The Lancet has published a research study on mindfulness-based cognitive therapy (MBCT) for depression. The full text of the study, entitled “Effectiveness and cost-effectiveness of mindfulness-based cognitive therapy compared with maintenance antidepressant treatment in the prevention of depressive relapse or recurrence (PREVENT): a randomised controlled trial”. For non-scientists, Lancet also put out a press release summarizing the study, entitled “Mindfulness-based therapy could offer an alternative to antidepressants for preventing depression relapse”. Lancet also published a “linked comment” by Roger Mulder entitled “Depression relapse: importance of a long-term perspective”. Many news outlets, including WebMD and The Independent, have run articles about this study.
The study looks specifically at ways of preventing a recurrence or relapse of depression in people who have recovered from a major depression. Mulder explains, “Depression frequently is a recurring and relapsing disorder. People suffering from it are wise to look at ways of maintaining wellness after their depressive symptoms have resolved.”
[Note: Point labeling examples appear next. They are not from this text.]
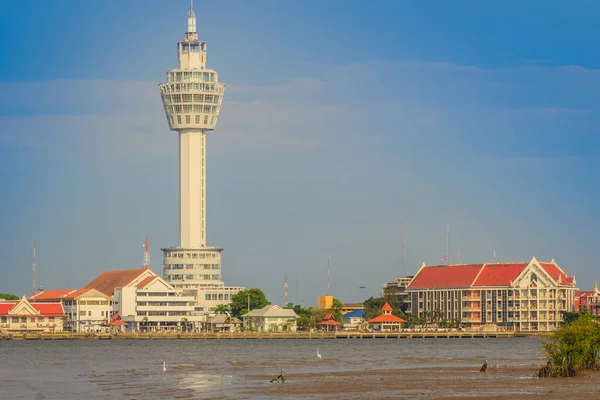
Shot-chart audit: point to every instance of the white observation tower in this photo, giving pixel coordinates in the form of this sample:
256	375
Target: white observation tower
192	98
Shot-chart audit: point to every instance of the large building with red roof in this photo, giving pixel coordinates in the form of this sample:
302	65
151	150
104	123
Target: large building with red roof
87	309
25	317
525	296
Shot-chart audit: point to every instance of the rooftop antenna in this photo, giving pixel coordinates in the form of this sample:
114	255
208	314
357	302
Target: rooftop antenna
34	272
146	246
448	240
328	276
403	244
285	288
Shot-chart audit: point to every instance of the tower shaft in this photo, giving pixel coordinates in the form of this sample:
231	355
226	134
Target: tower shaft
192	188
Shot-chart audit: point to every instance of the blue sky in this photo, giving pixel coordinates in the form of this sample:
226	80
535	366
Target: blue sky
339	120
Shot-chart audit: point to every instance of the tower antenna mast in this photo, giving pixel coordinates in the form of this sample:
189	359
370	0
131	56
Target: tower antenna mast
328	276
285	289
146	254
403	249
34	272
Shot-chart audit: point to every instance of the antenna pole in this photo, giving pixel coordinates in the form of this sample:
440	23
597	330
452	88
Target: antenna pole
403	250
34	272
448	240
328	277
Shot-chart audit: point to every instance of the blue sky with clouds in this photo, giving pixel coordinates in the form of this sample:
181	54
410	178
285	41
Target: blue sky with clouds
339	119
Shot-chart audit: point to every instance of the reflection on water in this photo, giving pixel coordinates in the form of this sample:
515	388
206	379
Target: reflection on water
225	368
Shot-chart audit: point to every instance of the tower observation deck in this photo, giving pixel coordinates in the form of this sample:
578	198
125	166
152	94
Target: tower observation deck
191	97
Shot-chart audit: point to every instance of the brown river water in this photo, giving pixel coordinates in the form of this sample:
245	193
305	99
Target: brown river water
241	369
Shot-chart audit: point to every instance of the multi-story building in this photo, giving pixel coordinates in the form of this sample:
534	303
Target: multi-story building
398	289
25	317
512	296
145	301
588	300
87	310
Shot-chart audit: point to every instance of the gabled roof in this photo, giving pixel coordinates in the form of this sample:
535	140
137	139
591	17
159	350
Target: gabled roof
272	310
499	274
480	275
50	294
107	281
354	314
386	319
445	276
35	309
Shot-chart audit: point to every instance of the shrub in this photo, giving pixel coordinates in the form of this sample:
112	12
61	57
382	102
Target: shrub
574	347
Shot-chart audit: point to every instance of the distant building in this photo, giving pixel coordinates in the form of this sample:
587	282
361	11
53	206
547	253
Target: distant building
350	307
271	318
87	310
398	290
588	300
324	302
145	301
511	296
386	322
353	320
21	316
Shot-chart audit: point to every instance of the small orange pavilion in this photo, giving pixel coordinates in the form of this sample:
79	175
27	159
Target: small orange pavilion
386	322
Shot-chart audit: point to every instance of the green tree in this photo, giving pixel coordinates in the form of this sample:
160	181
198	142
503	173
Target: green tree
573	348
239	301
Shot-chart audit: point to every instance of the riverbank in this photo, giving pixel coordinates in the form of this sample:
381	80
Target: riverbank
268	335
500	382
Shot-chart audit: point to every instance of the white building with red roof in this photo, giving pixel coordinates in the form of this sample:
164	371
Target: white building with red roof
511	296
146	302
588	300
386	322
87	309
25	317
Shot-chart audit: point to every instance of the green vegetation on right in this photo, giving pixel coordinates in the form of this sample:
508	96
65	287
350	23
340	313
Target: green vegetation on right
573	348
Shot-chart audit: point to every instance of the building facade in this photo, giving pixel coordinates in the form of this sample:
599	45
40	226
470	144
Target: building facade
398	289
86	310
146	302
588	301
24	317
271	318
497	296
192	96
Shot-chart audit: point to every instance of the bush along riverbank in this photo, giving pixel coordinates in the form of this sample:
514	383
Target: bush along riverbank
573	348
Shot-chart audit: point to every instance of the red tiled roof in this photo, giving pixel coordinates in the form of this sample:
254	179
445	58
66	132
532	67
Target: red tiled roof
6	306
50	294
386	319
478	275
49	309
555	272
445	276
329	322
107	281
45	309
59	294
146	281
499	274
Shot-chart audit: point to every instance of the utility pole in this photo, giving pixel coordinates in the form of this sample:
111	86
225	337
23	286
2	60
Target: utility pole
403	250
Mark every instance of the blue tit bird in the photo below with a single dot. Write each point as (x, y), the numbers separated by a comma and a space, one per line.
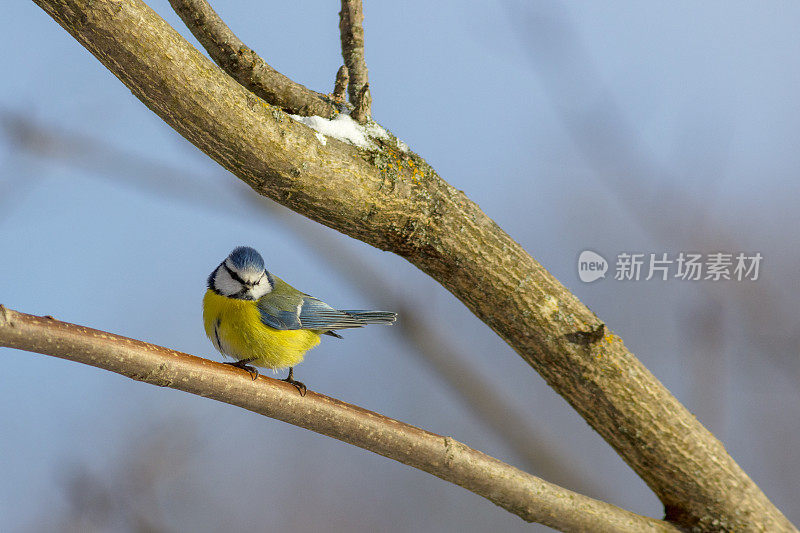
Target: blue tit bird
(257, 318)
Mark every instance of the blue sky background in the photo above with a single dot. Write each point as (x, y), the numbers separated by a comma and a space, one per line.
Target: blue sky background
(616, 127)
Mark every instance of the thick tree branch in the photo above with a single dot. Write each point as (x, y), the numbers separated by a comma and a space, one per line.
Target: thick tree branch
(351, 32)
(393, 200)
(541, 456)
(246, 66)
(529, 497)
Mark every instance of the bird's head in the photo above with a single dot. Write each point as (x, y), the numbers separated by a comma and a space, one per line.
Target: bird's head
(241, 275)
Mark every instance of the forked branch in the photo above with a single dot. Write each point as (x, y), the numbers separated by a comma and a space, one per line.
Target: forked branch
(246, 66)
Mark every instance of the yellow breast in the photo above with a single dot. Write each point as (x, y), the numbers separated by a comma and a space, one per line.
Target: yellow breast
(235, 328)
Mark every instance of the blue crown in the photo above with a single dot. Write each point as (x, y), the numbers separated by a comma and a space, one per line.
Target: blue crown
(246, 258)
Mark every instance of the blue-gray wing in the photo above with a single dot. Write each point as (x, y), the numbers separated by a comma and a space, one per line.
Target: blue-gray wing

This is a valuable perspective. Many people are just prone to depression. If you’re one of those people, developing good coping strategies should be an ongoing lifelong process, even during stretches when you’re feeling relatively strong.
Researchers specifically compared two types of treatment for maintaining wellness after a bout of serious depression: antidepressant drug therapy vs mindfulness-based cognitive therapy. The study found the two treatment programs roughly equal in effectiveness over a two-year period.
Most commentators frame the issue as antidepressants vs mindfulness. Even the Lancet press release calls mindfulness-based cognitive therapy “an alternative to antidepressants”. I find this opposition unnecessary and unproductive.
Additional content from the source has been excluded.